Deux ans plus tard, Giscard fait venir les caméras quand il participe à un match de foot, toujours à Chamalières. Il marque le penalty de l’égalisation à 90 secondes de la fin du match avant de répondre torse nu aux journalistes. Autour de lui, on ironise. Quand il devient président de la République, il reprend les habits de la fonction. Et on en reste là.

Dans ces années 1970 et plus, les politiques sont dans les émissions politiques. « Cartes sur table » remplit l’écran, avec Georges Marchais en aboyeur amuseur cathodique. L’incursion du politique dans le divertissement s’amorce en 1984, avec « Carnaval », une émission de rigolade de Patrick Sébastien, entre déguisements et paillettes. Il est le premier à inviter des personnalités politiques. Déguisé en Jacques Chirac, il reçoit le maire de Paris, interviewé par la marionnette Tatayet. Et Chirac de se marrer. Lionel Jospin, Premier secrétaire du Parti socialiste, en smoking, la main calée au fond de la poche, vient interpréter d’une voix grave et crispée « Les Feuilles mortes », de Jacques Prévert. Applaudissements et confettis. Il déclare que, « si l’on peut faire comprendre qu’il ne doit pas y avoir une grande distance entre les hommes politiques et les gens, ça peut être utile » . À la suite, François Léotard (entonnant un chant corse), Jacques Toubon et Gaston Deferre viendront pousser la chansonnette.

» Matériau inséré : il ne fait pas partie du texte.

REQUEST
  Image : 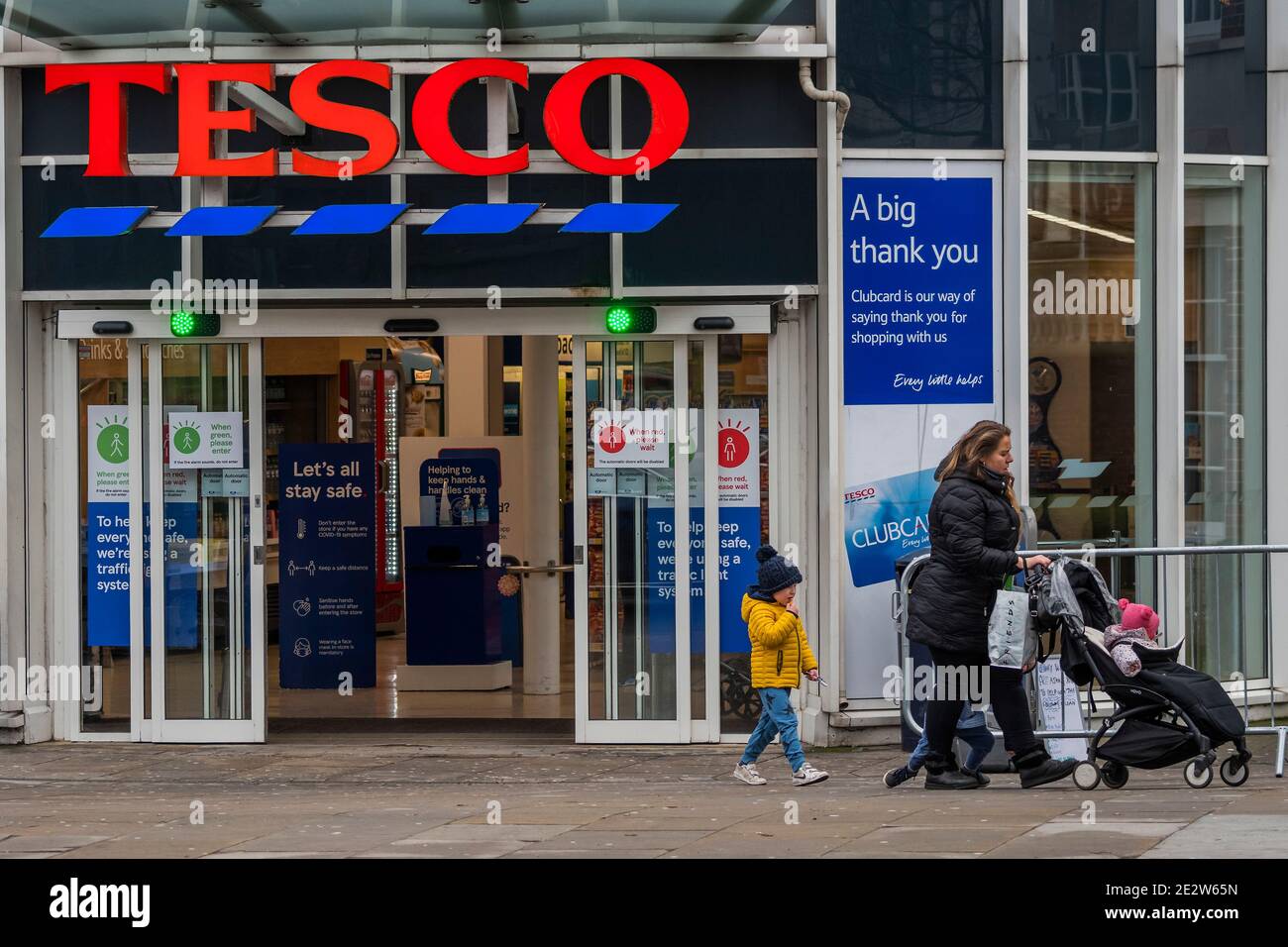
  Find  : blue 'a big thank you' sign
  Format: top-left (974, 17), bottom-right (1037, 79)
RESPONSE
top-left (842, 177), bottom-right (993, 404)
top-left (278, 443), bottom-right (376, 688)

Un pas est franchi sous la première cohabitation, en 1986. La France compte désormais six chaînes. Jérôme Seydoux et Silvio Berlusconi ont lancé La Cinq, François Léotard a privatisé TF1. À vocation musicale, M6 s’est ajoutée au réseau hertzien, Canal + compte ses abonnés. « Il se passe que la France, bien après la plupart des grands pays d’Europe, privatise, c’est-à-dire américanise sa télévision » , écrit Serge Daney dans Libération en 1987. En 1952, déjà, Richard Nixon faisait une première apparition sur le petit écran, avec son chien, au coin du feu, pour bavasser, sympathiquement. Outre-Atlantique, les politiques dans les émissions de divertissement sont légion depuis les années 1960-1970. En 2008, au « Tonight show » de Jay Leno sur NBC, Barack Obama était le premier Président américain en exercice à se prêter à un talk-show alternant humour et sérieux.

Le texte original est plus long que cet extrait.